Après la Corée, Mike avait décidé qu'il avait la baraka. Il conduisait à vive allure, allait pêcher en pleine tempête, défiait les lois de l'équilibre sur les échelles lorsqu'il repeignait des maisons. Certes, il froissa quelques tôles, coula des bateaux, et s'offrit quelques fractures, mais il recommençait toujours ses acrobaties avec le même plaisir.
J'ai le cul bordé de nouilles, répétait-il à ses amis en leur exhibant une fois de plus la cicatrice en forme de pièce que dissimulait la toison grisonnante de son torse. Bah, il crèverait dans un lit, et de préférence en train de s'envoyer en l'air avec Bernice, la serveuse du café, celle qui avait des grosses fesses et deux beaux nichons bien ronds.
Pourtant, ces dernières années, Mike avait perdu un peu de sa verve. D'abord il avait failli tomber de son échafaudage. Et puis, il avait dû subir une opération à l'abdomen. Alors, il avait vendu brosses et rouleaux à un gamin de Plymouth et trouvé un boulot de gardien à mi-temps dans la plantation de Plimoth.

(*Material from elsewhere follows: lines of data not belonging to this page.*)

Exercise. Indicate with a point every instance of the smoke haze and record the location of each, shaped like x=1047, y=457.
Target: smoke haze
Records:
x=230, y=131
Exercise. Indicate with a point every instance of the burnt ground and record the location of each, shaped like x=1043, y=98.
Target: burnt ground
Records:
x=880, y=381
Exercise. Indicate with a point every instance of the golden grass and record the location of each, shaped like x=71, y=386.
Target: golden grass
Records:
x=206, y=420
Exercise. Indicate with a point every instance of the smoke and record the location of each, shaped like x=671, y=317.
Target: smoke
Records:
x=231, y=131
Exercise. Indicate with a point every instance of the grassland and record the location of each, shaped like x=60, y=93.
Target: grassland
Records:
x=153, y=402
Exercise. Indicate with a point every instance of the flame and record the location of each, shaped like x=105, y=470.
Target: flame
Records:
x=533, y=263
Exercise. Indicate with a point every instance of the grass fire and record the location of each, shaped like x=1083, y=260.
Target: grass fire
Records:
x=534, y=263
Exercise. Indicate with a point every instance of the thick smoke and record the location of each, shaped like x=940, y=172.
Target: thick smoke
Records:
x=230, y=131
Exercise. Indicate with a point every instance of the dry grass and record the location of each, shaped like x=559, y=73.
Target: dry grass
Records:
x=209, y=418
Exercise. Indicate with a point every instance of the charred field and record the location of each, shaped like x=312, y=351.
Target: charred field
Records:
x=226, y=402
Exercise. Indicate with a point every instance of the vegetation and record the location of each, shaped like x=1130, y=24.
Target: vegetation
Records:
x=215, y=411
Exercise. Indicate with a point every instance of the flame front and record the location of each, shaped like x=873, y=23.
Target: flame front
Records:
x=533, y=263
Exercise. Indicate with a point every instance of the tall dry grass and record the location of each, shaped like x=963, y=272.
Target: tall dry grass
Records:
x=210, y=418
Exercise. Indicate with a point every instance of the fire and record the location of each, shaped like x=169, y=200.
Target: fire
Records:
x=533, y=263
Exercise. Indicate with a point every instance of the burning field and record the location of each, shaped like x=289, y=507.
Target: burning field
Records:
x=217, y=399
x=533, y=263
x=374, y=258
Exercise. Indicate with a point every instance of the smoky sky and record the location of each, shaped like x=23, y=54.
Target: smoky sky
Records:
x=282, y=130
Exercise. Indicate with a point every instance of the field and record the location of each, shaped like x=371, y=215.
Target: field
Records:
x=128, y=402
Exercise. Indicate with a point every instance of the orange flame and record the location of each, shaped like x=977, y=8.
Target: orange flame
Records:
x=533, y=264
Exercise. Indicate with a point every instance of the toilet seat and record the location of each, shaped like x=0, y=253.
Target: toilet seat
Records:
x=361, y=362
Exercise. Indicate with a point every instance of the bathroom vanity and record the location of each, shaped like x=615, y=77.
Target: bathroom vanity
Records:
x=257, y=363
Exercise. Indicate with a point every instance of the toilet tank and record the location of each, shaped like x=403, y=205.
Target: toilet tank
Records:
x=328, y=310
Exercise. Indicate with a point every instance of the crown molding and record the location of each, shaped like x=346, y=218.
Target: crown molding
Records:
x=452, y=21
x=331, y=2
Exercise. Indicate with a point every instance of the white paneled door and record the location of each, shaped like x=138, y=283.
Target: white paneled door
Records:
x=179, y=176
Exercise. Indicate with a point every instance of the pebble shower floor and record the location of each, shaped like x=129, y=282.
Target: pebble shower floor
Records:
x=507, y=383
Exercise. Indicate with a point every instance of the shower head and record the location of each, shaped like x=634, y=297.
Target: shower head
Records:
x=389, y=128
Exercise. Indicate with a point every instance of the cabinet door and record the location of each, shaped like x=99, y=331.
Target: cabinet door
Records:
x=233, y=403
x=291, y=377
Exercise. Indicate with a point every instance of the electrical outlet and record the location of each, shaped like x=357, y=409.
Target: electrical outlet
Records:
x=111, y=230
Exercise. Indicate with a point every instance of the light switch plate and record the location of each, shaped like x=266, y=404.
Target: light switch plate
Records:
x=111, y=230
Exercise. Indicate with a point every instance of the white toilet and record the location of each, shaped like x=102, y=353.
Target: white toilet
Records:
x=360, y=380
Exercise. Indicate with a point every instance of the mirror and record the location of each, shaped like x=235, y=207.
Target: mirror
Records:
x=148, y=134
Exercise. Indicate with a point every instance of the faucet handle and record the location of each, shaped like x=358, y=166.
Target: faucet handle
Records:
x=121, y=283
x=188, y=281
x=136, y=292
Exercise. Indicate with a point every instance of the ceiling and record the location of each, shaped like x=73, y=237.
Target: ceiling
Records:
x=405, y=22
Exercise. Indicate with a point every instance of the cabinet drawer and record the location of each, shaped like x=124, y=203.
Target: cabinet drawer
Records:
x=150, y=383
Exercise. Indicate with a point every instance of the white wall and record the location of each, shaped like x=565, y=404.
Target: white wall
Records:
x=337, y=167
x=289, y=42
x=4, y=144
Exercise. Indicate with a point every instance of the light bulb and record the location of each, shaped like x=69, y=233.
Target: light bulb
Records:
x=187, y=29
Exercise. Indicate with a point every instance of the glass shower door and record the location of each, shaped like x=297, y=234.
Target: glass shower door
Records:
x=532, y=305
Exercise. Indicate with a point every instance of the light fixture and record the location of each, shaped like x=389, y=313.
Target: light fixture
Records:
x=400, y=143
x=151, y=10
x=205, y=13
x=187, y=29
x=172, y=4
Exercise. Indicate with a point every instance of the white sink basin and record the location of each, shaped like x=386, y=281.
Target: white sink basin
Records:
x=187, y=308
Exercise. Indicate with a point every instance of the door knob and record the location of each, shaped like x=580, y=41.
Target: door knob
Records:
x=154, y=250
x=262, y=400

Celle-ci se trouvait à environ cinq kilomètres au sud de Plymouth sur l'autoroute 3A, c'est-à-dire l'ancienne route que les touristes empruntaient pour se rendre de Boston à Cape Cod. La plantation était une sorte de musée vivant, une version en modèle réduit de Williamsburg en Virginie. Les employés portaient la tenue des colons anglais au XVIIe siècle. Ils cultivaient la terre, battaient le beurre et élevaient le bétail dans la tradition des pionniers, trois siècles plus tôt.
A ceci près que le soir, en rentrant chez eux, ils retrouvaient leur magnétoscope, leur tout-à-l'égout et l'eau courante. Cependant, au boulot, ils prenaient les choses très au sérieux. " De sacrés bons acteurs, pensait Mike, qui n'auraient jamais admis ne pas vivre en 1627, même sous la menace. "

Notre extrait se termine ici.